Jasmin Walser ist 24, und einen eigenen Hund hatte sie nie. Trotzdem hat sie jetzt Ischlgs erste Rundum-Pension für Vierbeiner eröffnet. Trisanna erklärt sie, warum man immer seinem Herzen folgen sollte. Bei einem Spaziergang – mit Hund natürlich.

Fotos: Niko Havranek

Jasmin, warum Hunde und nicht Menschen?

(lacht) Naja, so ganz ist es auch nicht. Im Sommer arbeite ich im Verkauf in einer Boutique. Aber ich war immer schon sehr tierlieb und ich wollte unbedingt auch mit Tieren arbeiten. Es hat sich so ergeben, dass mir Freunde immer wieder ihre Hunde gebracht haben, wenn sie dringend wohin mussten. So bin ich auf die Idee gekommen, dass unsere Gäste das vielleicht auch interessieren könnte. Und das war tatsächlich so.

Braucht man dazu eine spezielle Ausbildung?

Man braucht sie nicht, aber mir war es wichtig, dass ich etwas in der Hand habe. Ich habe in der Nähe von Wien die Ausbildung zur Hundesitterin gemacht. 

Einen eigenen Hund hast du aber noch nie gehabt.

Nein, leider nicht. Die Mama hat nämlich ein bisschen Angst vor Hunden. Aber es ist stark in Planung – es soll ein Eurasier werden.

Deine Eltern betreiben ein Hotel. Wolltest du dort nicht mitarbeiten?

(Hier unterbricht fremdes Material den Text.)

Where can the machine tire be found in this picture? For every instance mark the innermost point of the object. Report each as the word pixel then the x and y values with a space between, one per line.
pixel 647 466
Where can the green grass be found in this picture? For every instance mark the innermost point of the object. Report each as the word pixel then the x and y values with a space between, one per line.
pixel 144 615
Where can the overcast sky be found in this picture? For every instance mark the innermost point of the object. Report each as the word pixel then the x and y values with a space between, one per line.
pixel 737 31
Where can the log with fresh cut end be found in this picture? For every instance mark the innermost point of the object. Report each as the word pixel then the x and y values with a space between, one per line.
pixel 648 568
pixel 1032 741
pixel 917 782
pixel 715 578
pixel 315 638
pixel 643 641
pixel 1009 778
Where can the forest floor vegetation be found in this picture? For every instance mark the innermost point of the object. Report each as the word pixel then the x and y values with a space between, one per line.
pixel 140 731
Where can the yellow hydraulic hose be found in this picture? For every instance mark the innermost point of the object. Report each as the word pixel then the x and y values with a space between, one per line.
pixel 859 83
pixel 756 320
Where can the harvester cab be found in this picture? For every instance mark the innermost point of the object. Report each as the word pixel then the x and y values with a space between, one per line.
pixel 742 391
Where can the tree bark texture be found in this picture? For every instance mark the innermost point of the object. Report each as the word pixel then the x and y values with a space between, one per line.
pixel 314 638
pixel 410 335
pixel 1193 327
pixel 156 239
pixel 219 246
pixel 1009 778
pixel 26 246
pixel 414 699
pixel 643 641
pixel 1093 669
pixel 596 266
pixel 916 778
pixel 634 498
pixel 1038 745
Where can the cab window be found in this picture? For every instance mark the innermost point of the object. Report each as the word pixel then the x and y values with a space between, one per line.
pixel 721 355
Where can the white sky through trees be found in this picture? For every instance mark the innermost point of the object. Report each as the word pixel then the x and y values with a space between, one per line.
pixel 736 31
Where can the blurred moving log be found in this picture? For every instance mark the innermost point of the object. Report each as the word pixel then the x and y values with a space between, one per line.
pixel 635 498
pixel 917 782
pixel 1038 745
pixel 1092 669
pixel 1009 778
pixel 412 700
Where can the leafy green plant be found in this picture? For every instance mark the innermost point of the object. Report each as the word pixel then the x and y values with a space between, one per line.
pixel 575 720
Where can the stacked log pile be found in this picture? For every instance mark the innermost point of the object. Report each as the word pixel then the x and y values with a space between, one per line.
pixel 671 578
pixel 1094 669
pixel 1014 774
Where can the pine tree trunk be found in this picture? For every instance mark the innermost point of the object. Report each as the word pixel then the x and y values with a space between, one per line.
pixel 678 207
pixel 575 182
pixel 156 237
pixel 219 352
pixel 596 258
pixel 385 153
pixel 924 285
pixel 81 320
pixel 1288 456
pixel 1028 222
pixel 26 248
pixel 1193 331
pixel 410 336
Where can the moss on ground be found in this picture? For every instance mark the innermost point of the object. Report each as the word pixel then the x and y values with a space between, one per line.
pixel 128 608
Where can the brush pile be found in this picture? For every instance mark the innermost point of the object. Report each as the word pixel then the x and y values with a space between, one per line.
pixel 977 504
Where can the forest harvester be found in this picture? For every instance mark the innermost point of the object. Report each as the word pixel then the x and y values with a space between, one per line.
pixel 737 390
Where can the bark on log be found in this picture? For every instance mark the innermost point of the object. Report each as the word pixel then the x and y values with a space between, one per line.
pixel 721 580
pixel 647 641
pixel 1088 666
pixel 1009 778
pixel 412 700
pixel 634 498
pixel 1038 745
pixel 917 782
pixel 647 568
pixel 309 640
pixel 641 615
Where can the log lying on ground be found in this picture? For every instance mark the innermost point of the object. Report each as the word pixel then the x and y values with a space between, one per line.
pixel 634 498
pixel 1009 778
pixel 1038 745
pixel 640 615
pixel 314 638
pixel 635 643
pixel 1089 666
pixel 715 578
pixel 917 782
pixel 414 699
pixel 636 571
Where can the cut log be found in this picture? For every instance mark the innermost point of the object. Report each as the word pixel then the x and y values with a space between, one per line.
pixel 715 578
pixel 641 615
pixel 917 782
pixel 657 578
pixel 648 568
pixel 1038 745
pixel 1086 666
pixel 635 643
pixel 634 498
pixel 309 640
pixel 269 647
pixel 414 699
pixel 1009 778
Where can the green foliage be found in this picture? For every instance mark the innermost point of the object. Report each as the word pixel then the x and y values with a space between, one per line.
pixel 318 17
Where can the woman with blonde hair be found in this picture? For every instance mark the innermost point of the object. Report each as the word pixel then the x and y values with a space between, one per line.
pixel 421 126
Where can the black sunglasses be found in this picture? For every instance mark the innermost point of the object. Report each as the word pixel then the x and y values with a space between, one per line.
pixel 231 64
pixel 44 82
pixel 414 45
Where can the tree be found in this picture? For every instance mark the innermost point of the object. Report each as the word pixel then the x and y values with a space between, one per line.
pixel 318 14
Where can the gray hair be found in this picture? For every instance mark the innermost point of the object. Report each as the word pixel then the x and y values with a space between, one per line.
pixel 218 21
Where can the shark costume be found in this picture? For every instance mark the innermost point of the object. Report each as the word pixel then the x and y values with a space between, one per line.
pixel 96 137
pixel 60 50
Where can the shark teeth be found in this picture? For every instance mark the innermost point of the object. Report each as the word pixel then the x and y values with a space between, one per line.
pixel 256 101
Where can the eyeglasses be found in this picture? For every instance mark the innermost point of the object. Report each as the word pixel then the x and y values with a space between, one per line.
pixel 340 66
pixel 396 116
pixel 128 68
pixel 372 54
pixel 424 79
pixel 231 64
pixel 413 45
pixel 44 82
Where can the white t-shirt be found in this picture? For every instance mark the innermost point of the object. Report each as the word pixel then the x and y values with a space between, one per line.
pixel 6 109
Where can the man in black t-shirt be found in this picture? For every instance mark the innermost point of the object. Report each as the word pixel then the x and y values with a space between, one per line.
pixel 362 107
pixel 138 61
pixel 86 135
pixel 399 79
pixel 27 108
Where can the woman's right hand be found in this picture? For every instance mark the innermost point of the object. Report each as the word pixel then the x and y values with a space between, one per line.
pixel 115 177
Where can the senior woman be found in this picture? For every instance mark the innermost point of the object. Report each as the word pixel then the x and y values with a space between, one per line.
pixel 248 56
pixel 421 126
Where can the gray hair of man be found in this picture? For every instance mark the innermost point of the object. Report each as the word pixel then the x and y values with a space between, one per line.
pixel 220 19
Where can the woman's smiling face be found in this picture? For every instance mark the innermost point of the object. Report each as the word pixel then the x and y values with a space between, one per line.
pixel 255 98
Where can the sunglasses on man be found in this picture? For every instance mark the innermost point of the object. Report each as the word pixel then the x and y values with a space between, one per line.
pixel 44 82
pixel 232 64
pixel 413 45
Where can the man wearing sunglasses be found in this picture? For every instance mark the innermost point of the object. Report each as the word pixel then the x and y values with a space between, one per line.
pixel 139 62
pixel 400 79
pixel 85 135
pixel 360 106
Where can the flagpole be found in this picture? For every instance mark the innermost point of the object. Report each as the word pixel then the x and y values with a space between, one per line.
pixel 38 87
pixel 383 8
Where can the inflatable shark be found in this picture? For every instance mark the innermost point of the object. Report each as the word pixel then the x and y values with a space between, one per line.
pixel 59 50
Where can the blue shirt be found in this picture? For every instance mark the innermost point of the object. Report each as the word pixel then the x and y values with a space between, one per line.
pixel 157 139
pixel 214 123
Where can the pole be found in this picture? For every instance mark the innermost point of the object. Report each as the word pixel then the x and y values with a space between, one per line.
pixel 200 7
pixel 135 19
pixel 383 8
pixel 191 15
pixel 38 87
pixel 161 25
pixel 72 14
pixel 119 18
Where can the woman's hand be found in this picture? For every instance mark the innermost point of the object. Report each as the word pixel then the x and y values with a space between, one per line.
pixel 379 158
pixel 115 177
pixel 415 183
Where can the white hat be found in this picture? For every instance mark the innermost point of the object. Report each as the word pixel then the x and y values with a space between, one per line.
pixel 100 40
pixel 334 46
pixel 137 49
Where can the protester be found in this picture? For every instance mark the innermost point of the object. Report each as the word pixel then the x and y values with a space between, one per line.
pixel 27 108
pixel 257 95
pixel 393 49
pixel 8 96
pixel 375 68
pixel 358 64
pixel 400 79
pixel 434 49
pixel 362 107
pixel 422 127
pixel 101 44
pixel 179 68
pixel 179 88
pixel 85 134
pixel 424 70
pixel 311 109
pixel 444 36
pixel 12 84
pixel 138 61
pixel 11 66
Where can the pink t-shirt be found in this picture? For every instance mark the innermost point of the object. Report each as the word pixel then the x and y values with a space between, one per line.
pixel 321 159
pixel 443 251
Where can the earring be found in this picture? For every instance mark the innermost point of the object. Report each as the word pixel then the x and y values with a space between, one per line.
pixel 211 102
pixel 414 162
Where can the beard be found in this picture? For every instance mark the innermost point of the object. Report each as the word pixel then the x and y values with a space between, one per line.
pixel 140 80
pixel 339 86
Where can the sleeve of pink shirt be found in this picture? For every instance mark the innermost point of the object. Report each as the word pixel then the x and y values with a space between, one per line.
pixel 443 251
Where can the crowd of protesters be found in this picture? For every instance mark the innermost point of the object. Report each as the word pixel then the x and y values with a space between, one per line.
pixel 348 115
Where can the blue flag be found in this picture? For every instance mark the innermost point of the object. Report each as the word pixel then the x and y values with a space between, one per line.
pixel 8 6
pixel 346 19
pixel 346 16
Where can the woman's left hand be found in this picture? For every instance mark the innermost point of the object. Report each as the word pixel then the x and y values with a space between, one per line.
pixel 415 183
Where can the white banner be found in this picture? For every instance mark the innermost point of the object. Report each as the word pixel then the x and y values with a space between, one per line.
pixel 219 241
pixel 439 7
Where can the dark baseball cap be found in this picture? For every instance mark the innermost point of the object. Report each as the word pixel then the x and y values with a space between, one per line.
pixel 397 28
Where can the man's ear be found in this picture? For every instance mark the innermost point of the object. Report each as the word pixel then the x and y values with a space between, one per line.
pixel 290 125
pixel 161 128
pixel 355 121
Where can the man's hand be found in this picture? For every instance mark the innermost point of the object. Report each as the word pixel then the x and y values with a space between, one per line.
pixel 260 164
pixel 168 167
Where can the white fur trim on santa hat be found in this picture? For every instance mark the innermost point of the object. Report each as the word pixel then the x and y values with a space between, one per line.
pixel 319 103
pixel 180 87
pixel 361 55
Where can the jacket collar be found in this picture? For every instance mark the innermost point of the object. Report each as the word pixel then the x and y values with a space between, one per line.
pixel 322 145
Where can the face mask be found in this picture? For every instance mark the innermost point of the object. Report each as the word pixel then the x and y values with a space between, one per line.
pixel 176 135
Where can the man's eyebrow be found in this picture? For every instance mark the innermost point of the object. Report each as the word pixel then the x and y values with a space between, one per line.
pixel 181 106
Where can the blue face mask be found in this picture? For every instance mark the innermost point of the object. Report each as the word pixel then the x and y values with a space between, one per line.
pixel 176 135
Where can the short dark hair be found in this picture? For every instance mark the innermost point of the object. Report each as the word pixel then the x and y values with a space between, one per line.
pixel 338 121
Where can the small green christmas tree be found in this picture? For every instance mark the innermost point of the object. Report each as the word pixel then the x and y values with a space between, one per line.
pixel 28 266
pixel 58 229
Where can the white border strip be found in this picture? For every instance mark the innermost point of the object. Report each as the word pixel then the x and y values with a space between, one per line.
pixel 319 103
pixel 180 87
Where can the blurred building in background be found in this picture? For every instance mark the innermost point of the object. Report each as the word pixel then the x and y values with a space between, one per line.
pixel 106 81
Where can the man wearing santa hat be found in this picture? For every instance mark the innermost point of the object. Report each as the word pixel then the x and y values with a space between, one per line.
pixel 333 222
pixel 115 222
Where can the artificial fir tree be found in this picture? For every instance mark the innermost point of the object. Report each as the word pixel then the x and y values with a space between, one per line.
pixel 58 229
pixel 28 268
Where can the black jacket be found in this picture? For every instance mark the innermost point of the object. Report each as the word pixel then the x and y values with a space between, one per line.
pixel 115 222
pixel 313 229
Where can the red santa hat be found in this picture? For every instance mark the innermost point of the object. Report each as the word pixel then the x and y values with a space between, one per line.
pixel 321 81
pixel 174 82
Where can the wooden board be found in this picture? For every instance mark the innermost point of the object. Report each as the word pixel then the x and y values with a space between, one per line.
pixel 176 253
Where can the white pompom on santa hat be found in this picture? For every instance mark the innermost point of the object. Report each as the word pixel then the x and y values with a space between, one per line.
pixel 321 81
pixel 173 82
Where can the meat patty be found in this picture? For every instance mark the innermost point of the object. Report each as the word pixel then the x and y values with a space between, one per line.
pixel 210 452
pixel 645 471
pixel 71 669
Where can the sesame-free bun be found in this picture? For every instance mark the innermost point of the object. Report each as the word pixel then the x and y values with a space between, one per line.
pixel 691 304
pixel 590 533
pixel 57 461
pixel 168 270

Der Tourismus bei uns ist eine ganz tolle Sache. Aber dieses 100-Prozent-Tourismus, das war nie so richtig meines. Das hab ich schon ganz früh gemerkt, als ich mit 19 in der Nähe von Vancouver zwei Monate in einem Tierheim ausgeholfen habe. Das war ein super Erlebnis, mir hat das sehr viel gegeben. Ich glaube, mann muss dann ehrlich sein und auf sich selbst hören. Mit den Hunden kann ich Tourismus und das, was ich unbedingt machen möchte, jetzt ganz gut kombinieren.

Was ist für dich so besonders daran, mit Hunden zu arbeiten?

Sie geben dir so viel Liebe und Zuneigung zurück. Wenn der Hund mich am nächsten Tag sieht und sich freut – da geht mir das Herz auf. Da sehe ich, dass ich meine Arbeit gut gemacht habe.